I’ve told you that my mother was orphaned at an early age. That was both the motivation for and the frustration of the early stages of our family history project. We had so little to start with. There was no family Bible with names and dates faithfully recorded over the generations; no attic trunk full of yellowing letters, just waiting to be discovered; only the memories imprinted on the mind of a little child. (And in those early years of my genealogizing, even Ancestry.com was not as helpful as it is today, it having been greatly enhanced and now with its own PBS TV series.) Nevertheless, as many a genealogist will attest, sometimes it takes only a tiny clue to lead to hidden treasures.
It’s a funny thing, what we remember and what we forget. This memory of Mother’s had to have been formed when she was less than five years old and lain dormant for 90 years until I started asking questions. What was your grandmother’s name? Josie Cusick. What was her maiden name? I don’t know. Do you remember anyone else? Aunt Rhody. What was her last name? I don’t know.

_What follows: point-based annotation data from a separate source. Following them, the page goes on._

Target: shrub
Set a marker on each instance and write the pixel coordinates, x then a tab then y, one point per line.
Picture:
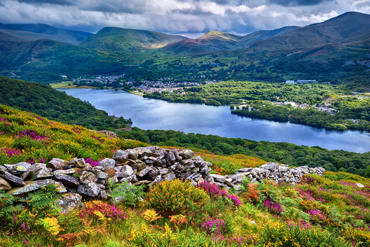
176	197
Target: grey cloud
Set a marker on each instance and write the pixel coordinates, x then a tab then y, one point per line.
54	2
299	2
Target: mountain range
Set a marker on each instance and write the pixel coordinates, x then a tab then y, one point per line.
41	52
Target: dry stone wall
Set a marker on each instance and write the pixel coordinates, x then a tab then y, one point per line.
142	165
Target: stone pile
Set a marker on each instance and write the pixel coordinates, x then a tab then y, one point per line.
142	165
270	170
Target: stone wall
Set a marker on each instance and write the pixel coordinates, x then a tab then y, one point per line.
142	165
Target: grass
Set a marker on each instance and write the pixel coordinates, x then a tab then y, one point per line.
320	211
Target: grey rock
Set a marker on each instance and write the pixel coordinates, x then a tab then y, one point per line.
58	163
42	174
18	168
89	189
80	163
120	156
30	186
218	178
88	177
169	176
34	168
69	202
68	181
107	163
12	179
186	154
100	175
4	185
65	172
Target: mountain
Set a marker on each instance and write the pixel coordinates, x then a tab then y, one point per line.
33	32
346	28
220	41
45	60
120	40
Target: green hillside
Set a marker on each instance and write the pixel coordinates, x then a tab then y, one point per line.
122	41
55	105
32	32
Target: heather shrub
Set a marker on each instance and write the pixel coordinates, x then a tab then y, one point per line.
175	197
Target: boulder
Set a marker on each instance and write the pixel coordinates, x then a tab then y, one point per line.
69	202
34	168
218	178
58	163
18	168
4	185
88	177
186	154
89	189
42	174
120	156
68	181
65	172
30	186
79	163
12	179
107	163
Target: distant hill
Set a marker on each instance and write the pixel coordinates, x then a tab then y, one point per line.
55	105
45	60
33	32
120	40
220	41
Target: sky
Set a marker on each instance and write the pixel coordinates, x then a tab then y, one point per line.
187	17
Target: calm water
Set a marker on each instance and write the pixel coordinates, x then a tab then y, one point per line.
190	118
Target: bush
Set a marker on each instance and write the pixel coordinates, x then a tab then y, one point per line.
176	197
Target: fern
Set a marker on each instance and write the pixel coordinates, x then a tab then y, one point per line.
127	192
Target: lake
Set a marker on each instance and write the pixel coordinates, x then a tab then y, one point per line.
151	114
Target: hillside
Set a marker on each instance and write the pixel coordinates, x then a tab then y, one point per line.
33	32
214	41
47	102
25	60
122	41
330	209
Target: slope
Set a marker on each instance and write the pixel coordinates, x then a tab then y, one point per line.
120	40
32	32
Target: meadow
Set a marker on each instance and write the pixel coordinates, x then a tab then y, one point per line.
332	210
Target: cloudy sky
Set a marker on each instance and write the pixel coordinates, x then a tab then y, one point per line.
177	16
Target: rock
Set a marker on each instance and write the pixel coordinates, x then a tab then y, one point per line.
127	170
34	168
110	171
69	202
186	154
360	185
120	156
30	186
12	179
18	168
100	175
89	189
107	163
169	176
79	163
42	174
68	181
3	169
58	163
88	177
130	179
4	185
218	178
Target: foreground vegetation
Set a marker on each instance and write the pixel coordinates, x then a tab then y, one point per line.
331	210
351	111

So we had two sisters -Josie and Rhody.
Do you know where they were born or lived? I remember we went to visit Aunt Rhody one time. She lived somewhere in Meade County.
Now here’s what makes this story so interesting: Mother had kept the details of that visit to Meade County in her memory bank for 90 years because she witnessed a catfight. You could call it that. That’s what we call a fight between two females who are riled up with each other — and if they’re both grown women and one is your little red-haired grandma, it’s probably going to make a big impression. And it did.
During the visit, the two sisters, Josie and Rhody, began to argue about the best way to do laundry. You had to heat the water on the stove or over a fire, of course; pour it over the clothes in a wash tub; scrub on a washboard; rinse; hang to dry. But there was one other step, and that was the bone of contention. You had to add the Argo starch, and the sisters vehemently disagreed about the proper timing of such an important element.
One sister felt that laundry could be properly starched only if the cornstarch-based Argo were added before rinsing, while the other sister was equally certain that the clothes should be starched after rinsing.
This was apparently a matter about which both of these ladies had strong convictions, leading to a verbal catfight of such magnitude that Josie packed her family up and retreated to Louisville, greatly indignant and no doubt burning some little ears all the way.
Ah, yes, but if it hadn’t been for the Argo starch debacle, it’s doubtful that Rhody’s name would have come to Mother’s mind as I probed for clues that would lead me . . . where?
Meade County, Kentucky. On the hopeful assumption that Josie had also lived there before moving to Louisville, I did some calculations and began searching through appropriate census records for a Meade County family with daughters named Josie and Rhody. Page by page, I searched. It was a long shot … but eventually it paid off. It was my genealogical “Eureka!” moment, an OMG event that ultimately led to my current family tree with thousands and thousands and thousands of leaves on it, and more budding out all the time.
Josephine and Rhoda Ellen were daughters of Lucinda Carpenter (1811-ca. 1865) and John Rush (1808-1899). Their mother, Lucinda Carpenter, was the child of Joel Carpenter (1782-1822) and Rhoda Wilhite (1783-1849). Their father, John Rush, was the son of John Rush Sr. (1755-1838) and Nancy Wilhite (1784-1856). Wait a minute, wait a minute! My great-grandmother’s parents were first cousins?! Oh, this could get interesting. And it did.
I have another laundry-related story to tell at some point. One that went way beyond “having words” — it ended in murder and mayhem. But that’s a story for another day, and it’ll be jest among us.